Additionally, the river helps balance the sympathetic and parasympathetic nervous systems. Regular practice of this technique leads to improved overall health and well-being.

Mindful breathing

Mindful breathing is a mindfulness meditation where you focus on your breath and use it as an anchor to bring your attention back to the present moment whenever you find your mind wandering.

How to do it:

  1. Sit in a comfortable position with your spine straight.
  2. Place one hand on your stomach and the other on your heart.
  3. Breathe in through your nose, letting your belly expand.
  4. As you exhale, tighten your abdominal muscles and exhale through your mouth.
  5. Repeat this pattern for 10 breaths, focusing on the sensations of your breath.
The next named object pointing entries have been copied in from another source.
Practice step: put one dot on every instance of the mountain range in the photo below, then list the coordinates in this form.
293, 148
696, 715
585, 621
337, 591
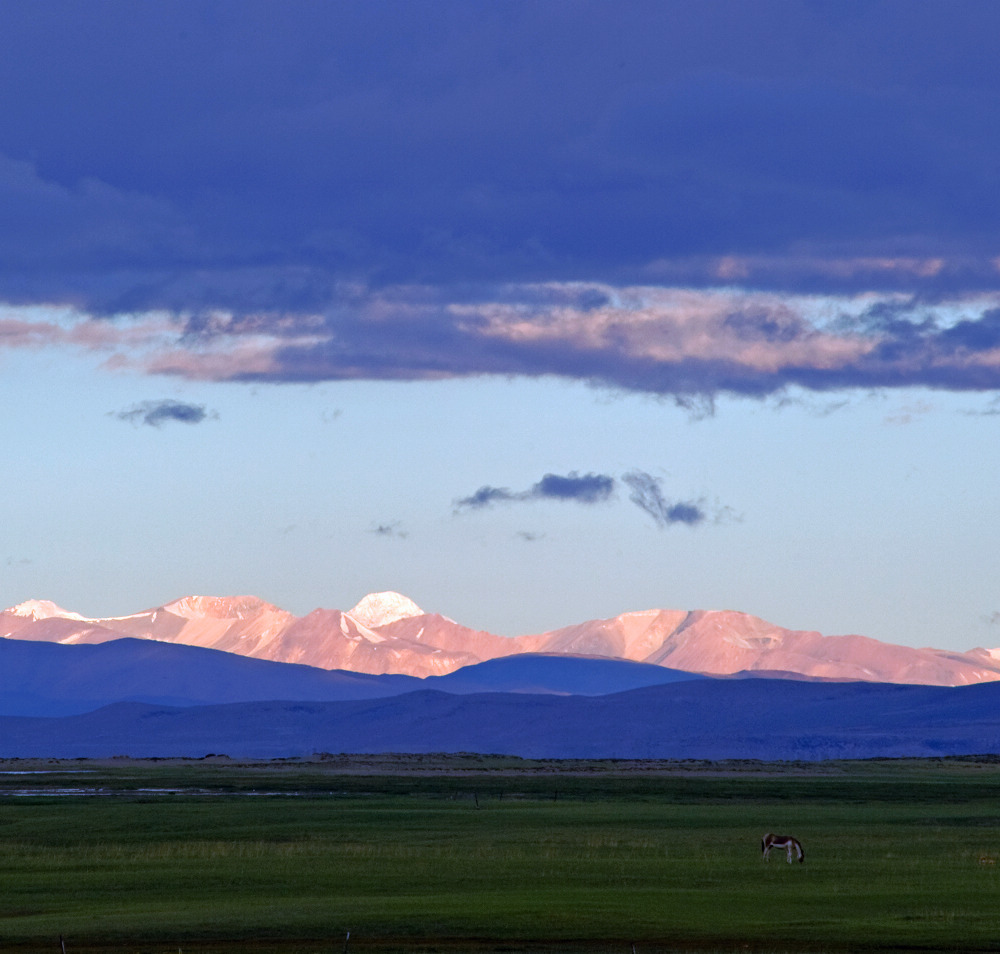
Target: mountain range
386, 633
203, 675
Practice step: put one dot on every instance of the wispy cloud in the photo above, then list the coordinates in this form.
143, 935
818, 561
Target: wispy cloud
688, 344
392, 531
645, 491
585, 489
158, 413
647, 495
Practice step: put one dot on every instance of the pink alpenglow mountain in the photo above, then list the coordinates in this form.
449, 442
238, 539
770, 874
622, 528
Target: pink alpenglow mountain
388, 633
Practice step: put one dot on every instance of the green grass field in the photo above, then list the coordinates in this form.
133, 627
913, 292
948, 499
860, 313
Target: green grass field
478, 855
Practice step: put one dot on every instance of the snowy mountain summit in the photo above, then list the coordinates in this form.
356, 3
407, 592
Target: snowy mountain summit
42, 609
380, 609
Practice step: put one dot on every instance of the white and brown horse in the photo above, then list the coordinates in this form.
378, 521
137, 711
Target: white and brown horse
783, 843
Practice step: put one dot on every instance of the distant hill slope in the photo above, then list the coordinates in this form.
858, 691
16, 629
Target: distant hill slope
40, 678
387, 633
705, 719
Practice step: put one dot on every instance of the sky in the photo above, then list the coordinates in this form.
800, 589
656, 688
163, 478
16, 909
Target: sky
536, 312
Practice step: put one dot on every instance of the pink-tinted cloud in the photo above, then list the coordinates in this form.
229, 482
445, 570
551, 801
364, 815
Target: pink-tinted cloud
685, 343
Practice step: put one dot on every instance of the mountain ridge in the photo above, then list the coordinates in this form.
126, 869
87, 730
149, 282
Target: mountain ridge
390, 634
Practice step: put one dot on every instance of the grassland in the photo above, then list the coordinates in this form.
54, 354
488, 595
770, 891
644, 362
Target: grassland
420, 855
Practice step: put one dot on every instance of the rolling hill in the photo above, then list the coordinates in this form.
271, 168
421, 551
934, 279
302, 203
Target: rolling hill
386, 633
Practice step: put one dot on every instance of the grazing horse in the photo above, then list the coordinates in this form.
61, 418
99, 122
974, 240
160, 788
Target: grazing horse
786, 842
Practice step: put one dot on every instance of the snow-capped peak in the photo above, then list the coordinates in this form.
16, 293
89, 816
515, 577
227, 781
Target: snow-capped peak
43, 609
379, 609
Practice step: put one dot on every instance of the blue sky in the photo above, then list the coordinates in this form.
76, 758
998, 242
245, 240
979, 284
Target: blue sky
533, 311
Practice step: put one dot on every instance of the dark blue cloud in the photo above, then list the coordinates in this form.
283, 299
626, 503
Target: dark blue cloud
213, 154
586, 489
647, 495
645, 492
158, 413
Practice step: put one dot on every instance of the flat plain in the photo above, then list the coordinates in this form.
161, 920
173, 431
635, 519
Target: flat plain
424, 854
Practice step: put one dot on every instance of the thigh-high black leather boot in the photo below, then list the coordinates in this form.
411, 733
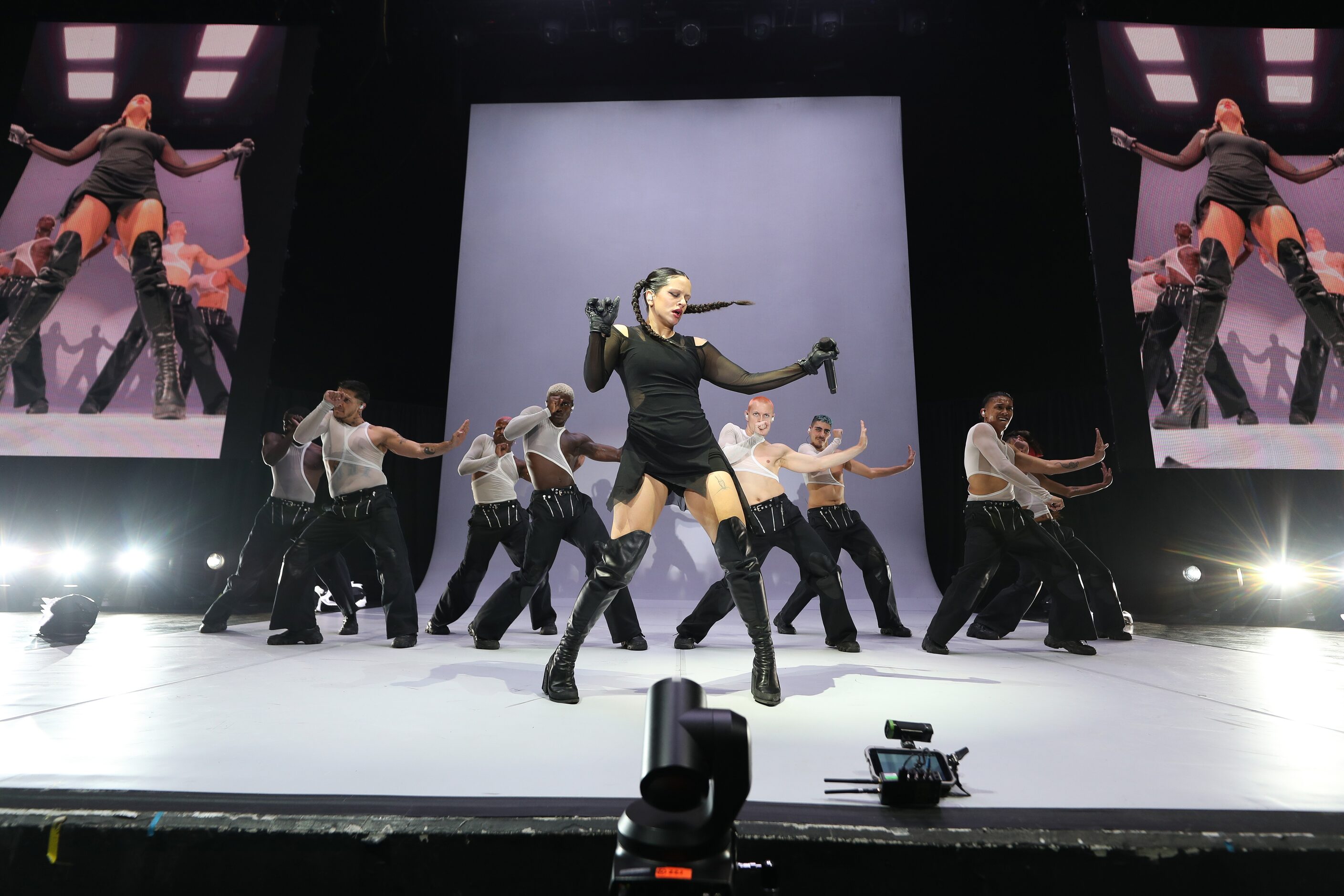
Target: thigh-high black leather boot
1190, 409
617, 559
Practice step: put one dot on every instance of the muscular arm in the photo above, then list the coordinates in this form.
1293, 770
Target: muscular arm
1185, 160
1288, 171
178, 166
68, 157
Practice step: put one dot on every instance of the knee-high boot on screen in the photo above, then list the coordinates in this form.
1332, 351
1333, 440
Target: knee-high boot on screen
1188, 407
151, 280
42, 297
616, 564
742, 573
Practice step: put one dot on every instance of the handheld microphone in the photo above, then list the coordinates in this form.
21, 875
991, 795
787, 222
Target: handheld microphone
828, 344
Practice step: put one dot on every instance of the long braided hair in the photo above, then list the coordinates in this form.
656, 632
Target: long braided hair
656, 281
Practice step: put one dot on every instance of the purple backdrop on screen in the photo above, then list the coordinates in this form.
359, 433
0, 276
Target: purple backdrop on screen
797, 205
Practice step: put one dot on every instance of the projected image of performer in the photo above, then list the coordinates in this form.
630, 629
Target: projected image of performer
496, 519
1180, 266
188, 328
670, 449
123, 190
558, 512
1006, 609
1237, 195
365, 510
843, 530
996, 524
22, 265
296, 468
1316, 351
757, 465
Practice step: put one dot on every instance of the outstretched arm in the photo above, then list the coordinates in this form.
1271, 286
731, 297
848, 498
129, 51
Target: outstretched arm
1038, 465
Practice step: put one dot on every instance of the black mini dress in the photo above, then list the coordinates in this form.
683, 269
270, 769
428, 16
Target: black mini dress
668, 436
125, 171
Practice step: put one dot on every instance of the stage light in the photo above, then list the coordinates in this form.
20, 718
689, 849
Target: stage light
623, 30
1289, 45
89, 85
690, 32
1155, 45
554, 31
210, 85
759, 26
1296, 89
1172, 88
226, 42
827, 23
91, 42
132, 561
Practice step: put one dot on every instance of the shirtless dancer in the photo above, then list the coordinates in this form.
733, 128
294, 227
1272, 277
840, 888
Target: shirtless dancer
25, 261
365, 510
496, 519
1316, 351
842, 528
296, 469
179, 257
1180, 265
558, 512
213, 305
757, 465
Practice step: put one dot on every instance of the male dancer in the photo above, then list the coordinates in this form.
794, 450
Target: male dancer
558, 512
757, 465
1316, 351
213, 305
841, 527
25, 261
1180, 265
178, 259
365, 510
1006, 610
296, 468
496, 519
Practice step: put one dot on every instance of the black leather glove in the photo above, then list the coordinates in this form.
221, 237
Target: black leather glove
818, 356
241, 148
601, 315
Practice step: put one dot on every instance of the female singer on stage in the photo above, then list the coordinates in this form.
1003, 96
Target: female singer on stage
671, 449
121, 187
1238, 194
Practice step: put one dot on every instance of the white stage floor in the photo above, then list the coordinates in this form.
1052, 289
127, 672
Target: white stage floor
1194, 719
111, 436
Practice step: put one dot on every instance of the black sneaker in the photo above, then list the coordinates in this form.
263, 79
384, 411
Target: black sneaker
297, 636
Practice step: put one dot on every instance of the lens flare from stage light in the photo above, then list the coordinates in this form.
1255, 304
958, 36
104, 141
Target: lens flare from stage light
134, 561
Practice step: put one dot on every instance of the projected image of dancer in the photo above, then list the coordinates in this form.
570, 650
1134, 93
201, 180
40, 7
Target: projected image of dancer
365, 510
996, 524
670, 449
123, 190
843, 530
496, 519
1180, 266
198, 358
22, 265
1006, 609
1316, 351
558, 512
757, 465
296, 469
1237, 195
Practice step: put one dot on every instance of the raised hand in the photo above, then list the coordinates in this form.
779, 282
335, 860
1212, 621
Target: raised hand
601, 313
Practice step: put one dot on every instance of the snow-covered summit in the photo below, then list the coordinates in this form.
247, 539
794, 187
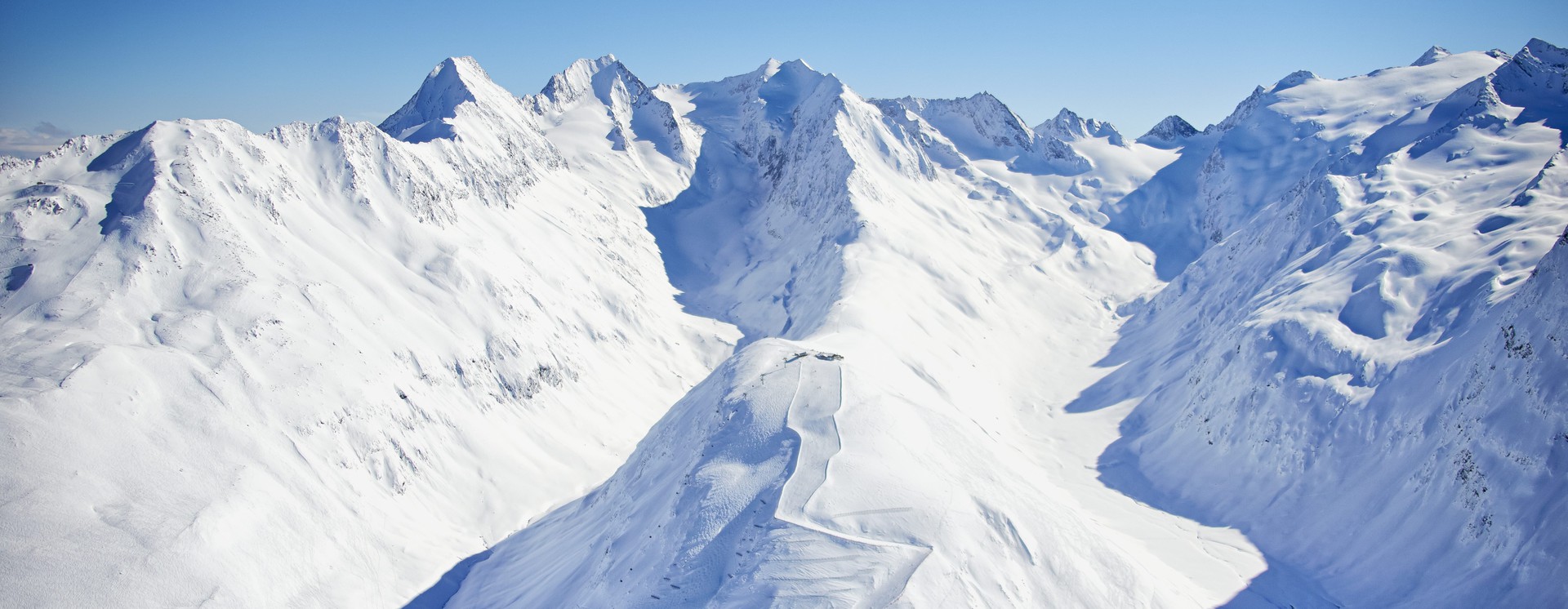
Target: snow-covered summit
1170, 132
1431, 56
452, 83
1312, 358
1068, 126
634, 112
980, 126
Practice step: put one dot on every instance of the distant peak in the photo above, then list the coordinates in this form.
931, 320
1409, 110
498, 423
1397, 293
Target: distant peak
1068, 126
1294, 78
768, 68
1169, 132
1432, 56
579, 78
1545, 51
799, 64
453, 82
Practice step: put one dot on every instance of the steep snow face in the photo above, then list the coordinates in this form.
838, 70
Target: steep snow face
1431, 56
1170, 132
320, 365
756, 238
458, 83
1067, 126
1339, 345
983, 127
317, 365
966, 313
1281, 138
634, 113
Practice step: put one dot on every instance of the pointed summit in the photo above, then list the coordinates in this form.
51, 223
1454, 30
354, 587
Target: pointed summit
1068, 126
453, 82
1432, 56
581, 76
1169, 133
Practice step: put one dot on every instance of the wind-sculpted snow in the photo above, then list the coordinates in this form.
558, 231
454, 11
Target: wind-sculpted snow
314, 365
1308, 356
1334, 375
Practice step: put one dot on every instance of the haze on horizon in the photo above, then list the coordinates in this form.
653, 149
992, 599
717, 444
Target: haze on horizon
98, 66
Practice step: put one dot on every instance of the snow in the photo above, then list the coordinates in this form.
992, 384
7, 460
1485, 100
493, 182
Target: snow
918, 353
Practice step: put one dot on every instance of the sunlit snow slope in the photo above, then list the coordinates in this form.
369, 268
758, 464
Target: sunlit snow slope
918, 351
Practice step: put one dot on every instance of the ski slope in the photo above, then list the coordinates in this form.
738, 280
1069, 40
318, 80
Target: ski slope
764, 342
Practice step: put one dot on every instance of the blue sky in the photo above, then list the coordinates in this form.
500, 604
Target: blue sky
102, 66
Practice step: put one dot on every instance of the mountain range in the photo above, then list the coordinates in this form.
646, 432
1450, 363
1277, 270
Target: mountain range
764, 342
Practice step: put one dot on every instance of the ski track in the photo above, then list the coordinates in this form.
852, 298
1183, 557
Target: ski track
814, 421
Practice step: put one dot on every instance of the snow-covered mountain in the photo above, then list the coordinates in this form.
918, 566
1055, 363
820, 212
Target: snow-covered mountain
918, 353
Benefits of Mindful Breathing

The benefits associated with mindfulness are well documented and varied. These may include improved cardiovascular health, better sleep quality, lower stress levels, reduced inflammation, and increased focus and concentration.

Research has even shown that mindful breathing can help reduce symptoms of anxiety and depression.

deep breath

Deep breathing is a type of diaphragmatic breathing that helps you get more oxygen into your lungs.

How to do it:

  1. Lie on your back with your knees bent and your feet flat on the floor.
  2. Place one hand on your chest and the other on your stomach.
  3. Breathe in through your nose, letting your belly expand.
  4. As you exhale, tighten your abdominal muscles and exhale through your mouth.
  5. Repeat this pattern for 10 breaths, taking deep breaths, allowing your abdomen to fully expand each time.

Benefits of Deep Breathing

Deep breathing exercises are simple yet powerful tools that benefit your mind and body.

Deep breathing exercises are considered an excellent relapse prevention strategy. When you breathe deeply, it signals your brain to relax. It can help reduce anxiety and stress, and it can also boost your mood and energy levels.

Deep breathing helps increase oxygen supply to your cells, improving overall physical health.

Additionally, deep breathing can help reduce pain by lowering the levels of pain-relieving hormones in your body.

Finally, deep breathing can promote better sleep by helping you relax and fall asleep more quickly.

Leave a Reply

Your email address will not be published.